The elevated 30-day mortality rate observed in our study may be attributed to several factors. First, the characteristics of the study population could play a significant role. Many patients may have been in a severe health condition upon admission, accompanied by multiple comorbidities, which can substantially increase the risk of short-term mortality. For instance, common comorbidities such as cardiovascular disease, diabetes, and chronic kidney disease are particularly prevalent among elderly patients, and their presence can impair recovery capacity post-surgery or treatment, thereby elevating mortality rates. Second, the selection and implementation of treatment protocols may also influence mortality rates. Certain therapeutic approaches may be less effective for specific patient populations, especially in cases where the underlying health conditions are complex [14]. However, over time, patients typically demonstrate improved recovery and adaptability following treatment, with many experiencing significant health improvements and stabilization after initial interventions. Long-term medical management and monitoring play a crucial role in reducing mortality, as regular follow-ups can facilitate the timely identification and management of potential health issues, thereby mitigating death risk. Furthermore, advancements in medical technology and treatment strategies have enabled a growing number of patients to receive more effective therapies, which have contributed to lower recurrence rates of chronic diseases and reduced incidence of complications, ultimately enhancing long-term survival rates [15]. Lastly, selective survival bias may also impact mortality statistics over extended periods; many high-risk patients may succumb within the initial 30 days, while those who survive typically possess better health status or more resilient coping mechanisms, resulting in lower mortality rates in subsequent one- and three-year follow-ups.

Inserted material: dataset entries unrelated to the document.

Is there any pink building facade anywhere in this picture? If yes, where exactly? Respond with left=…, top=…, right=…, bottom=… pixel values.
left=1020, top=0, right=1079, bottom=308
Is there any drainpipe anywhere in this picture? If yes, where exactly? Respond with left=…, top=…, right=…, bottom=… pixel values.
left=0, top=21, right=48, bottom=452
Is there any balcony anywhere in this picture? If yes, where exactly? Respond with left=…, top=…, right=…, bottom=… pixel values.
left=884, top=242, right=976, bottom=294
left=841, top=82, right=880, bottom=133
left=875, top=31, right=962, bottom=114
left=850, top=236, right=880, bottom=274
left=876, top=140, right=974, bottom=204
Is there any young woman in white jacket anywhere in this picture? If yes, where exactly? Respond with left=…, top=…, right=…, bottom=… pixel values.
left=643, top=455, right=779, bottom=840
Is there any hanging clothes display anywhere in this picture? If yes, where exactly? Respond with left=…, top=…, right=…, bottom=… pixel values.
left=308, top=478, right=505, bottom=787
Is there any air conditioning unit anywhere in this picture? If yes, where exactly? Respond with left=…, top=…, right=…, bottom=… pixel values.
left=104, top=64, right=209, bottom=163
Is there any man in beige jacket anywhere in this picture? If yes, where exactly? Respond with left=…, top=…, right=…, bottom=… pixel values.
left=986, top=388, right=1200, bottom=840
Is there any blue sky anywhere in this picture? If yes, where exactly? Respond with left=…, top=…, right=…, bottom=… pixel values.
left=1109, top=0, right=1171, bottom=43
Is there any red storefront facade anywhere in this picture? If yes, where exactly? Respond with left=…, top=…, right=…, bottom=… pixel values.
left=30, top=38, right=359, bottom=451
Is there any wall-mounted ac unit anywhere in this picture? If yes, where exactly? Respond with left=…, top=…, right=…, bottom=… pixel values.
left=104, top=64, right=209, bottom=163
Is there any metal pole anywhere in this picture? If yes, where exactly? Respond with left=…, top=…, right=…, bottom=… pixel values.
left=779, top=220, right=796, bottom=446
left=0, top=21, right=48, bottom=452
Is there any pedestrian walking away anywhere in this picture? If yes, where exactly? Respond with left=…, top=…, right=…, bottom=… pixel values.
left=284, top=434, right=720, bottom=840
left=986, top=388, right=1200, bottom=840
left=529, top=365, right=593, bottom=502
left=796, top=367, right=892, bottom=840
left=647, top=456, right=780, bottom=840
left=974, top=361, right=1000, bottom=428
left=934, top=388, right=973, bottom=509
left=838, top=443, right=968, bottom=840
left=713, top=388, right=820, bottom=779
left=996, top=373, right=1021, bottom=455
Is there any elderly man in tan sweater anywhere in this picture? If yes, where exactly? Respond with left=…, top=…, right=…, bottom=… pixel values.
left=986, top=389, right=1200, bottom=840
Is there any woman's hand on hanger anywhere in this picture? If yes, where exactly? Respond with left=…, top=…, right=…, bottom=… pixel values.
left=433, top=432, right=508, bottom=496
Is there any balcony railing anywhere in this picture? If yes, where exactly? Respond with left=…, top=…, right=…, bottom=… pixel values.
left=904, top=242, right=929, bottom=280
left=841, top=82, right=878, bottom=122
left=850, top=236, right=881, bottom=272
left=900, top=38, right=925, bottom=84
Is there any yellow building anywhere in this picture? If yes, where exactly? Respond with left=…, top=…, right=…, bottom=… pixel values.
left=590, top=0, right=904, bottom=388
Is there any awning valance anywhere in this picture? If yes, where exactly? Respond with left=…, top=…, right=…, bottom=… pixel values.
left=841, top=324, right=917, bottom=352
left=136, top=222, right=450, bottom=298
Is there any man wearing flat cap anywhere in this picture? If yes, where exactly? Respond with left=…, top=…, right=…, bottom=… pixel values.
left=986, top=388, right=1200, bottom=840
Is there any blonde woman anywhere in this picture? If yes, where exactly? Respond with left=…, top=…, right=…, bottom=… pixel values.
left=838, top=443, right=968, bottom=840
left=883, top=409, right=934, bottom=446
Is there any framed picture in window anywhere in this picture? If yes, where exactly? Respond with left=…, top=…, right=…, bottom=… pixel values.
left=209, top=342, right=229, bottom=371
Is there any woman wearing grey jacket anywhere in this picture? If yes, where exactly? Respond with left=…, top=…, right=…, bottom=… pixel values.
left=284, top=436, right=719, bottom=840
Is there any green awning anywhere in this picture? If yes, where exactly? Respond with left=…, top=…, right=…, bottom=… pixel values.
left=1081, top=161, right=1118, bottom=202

The Charlson Comorbidity Index is a scoring system used to assess the impact of comorbidities on patient prognosis. This score includes various common diseases, such as heart disease, diabetes, kidney disease, and tumors, with each disease assigned different points based on its severity. The total score is the sum of the points for each condition; a higher score indicates more severe comorbidities and a higher risk of poor prognosis. This scoring system is commonly used in clinical research and practice to help physicians evaluate patients’ prognostic risks and develop treatment plans [16, 17]. Our study emphasized the importance of the Charlson Comorbidity Index as a predictor of survival, consistent with the findings of Goldstein et al. [18]. Their large-scale cohort study (n = 26,676) confirmed the predictive value of the Charlson Index for long-term survival in stroke patients. Additionally, we observed that the baseline blood glucose level was a significant predictor, which aligns with the findings of Capes et al. [19]. Their systematic review and meta-analysis of 32 studies, encompassing 26,151 patients with ischemic stroke, demonstrated that admission hyperglycemia was associated with increased risk of in-hospital mortality and poor functional recovery in non-diabetic stroke patients.

However, our findings differ from those of some other studies. For example, the FOOD trial [4, 7] found that early enteral nutrition did not significantly improve survival or functional outcomes in stroke patients compared to usual care. This large multicenter randomized controlled trial (n = 859) yielded results different from ours, likely due to differences in study design, population characteristics, and follow-up duration. This discrepancy may be attributed to differences in study design, sample characteristics, and follow-up duration. Firstly, the patient population in the FOOD trial primarily focused on acute stroke patients, whereas our study included all stroke patients receiving enteral nutrition, which could lead to variations in disease severity and comorbidities between the two studies. Secondly, the follow-up period in the FOOD trial was relatively short, concentrating mainly on short-term outcomes, while our research provided survival data at 30 days, 1 year, and 3 years, allowing for a more comprehensive assessment of the long-term effects of enteral nutrition [20]. Moreover, the nutritional intervention strategies in the FOOD trial differed from those in our study. The FOOD trial employed a standard enteral nutrition protocol, whereas our research considered various types of enteral nutrition, which may influence patient survival and prognosis. Therefore, while the FOOD trial did not demonstrate the benefits of early enteral nutrition, our findings suggest that personalized nutritional management and early intervention may play a crucial role in improving the long-term survival rates of stroke patients. Although the results of the FOOD trial did not support the efficacy of early enteral nutrition, our study offers a new perspective by analyzing different types of enteral nutrition and their impact on long-term survival, emphasizing the importance of personalized nutritional management [21].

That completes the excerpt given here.